Although most nations boast of their valour, for sudden reckless courage you really need a Frenchman. This courage is not the everyday steadiness of the Briton – indeed, it may only occur erratically – but, when it appears out of the blue, it is spectacular: France is the nation of Roland, du Guesclin, Joan of Arc, Bayard, Cyrano de Bergerac, d’Artagnan, Murat, Danjou at Camaron, and a rugby team that stood up bravely to the All Blacks.
It is also the nation of Nicolas Sarkozy, who had his own moment of insane courage last week when he admitted that it was a mistake to let Greece join the euro in the first place.
Since this an obvious truth, an objective observer might ask why he deserves any credit for stating it. Yet the Western political Establishment is now being held together only by a complex network of fantasies. The markets are buying into these illusions – literally – because the alternative is collapse. For a President of France, a country whose economy has been based on illusion for decades, to question just one of these lies is to question the whole structure.
That the euro is, was always, and remains conceptually flawed is obvious, but that is just one of several basic truths our leaders are incapable of accepting, at least in public...
1 The latest “deal” on the euro is no deal at all: it depends on the Greek and, now, Italian voters and their representatives agreeing to serious reforms, which they currently have no incentive to accept.

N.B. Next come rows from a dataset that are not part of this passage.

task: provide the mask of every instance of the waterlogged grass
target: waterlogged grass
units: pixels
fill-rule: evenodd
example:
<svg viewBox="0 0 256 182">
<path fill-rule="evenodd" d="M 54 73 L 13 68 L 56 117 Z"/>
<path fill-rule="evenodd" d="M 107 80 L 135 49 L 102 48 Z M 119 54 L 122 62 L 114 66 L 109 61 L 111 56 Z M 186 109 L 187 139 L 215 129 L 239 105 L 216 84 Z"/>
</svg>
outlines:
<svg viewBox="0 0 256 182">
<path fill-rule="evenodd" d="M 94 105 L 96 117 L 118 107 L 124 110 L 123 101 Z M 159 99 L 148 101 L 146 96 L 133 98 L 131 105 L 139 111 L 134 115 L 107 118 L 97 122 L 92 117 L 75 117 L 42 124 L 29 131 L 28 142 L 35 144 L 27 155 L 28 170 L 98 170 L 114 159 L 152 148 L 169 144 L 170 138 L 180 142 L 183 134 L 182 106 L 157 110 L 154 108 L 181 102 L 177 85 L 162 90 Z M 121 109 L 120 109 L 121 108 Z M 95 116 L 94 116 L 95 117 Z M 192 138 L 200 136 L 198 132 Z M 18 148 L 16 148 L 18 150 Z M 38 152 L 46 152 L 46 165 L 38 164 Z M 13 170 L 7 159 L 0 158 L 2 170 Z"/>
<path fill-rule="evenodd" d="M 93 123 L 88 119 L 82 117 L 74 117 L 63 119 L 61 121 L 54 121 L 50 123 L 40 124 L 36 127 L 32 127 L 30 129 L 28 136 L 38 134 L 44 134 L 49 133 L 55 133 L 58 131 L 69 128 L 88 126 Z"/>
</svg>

2 In exactly the same way, the “deal” on the US government debt that was agreed earlier this year is unravelling, as this blog predicted, because referring the matter to a committee was only postponing the problem.
3 Government debt, not growth or employment, remains the real problem in the West. The latest American GDP figures confirm another of this blog’s predictions, that, although growth will remain sluggish, a double-dip recession is avoidable. Yet politicians and central bankers have lost focus: in their obsession with “jobs”, they are pushing still more money into the economy – which is the problem, not the solution.
4 Inflation is now a serious danger, again as we predicted.
5 The solution to unemployment is not more injections of cheap money but improving business competitiveness. That, however, is a long, painful, unspectacular process that does not appeal to politicians.
6 The crisis of 2008 was due, first and foremost, to the bankers, but it ended very quickly and the markets recovered from it; the crisis that is now brewing is a new one and one entirely of the politicians’ making.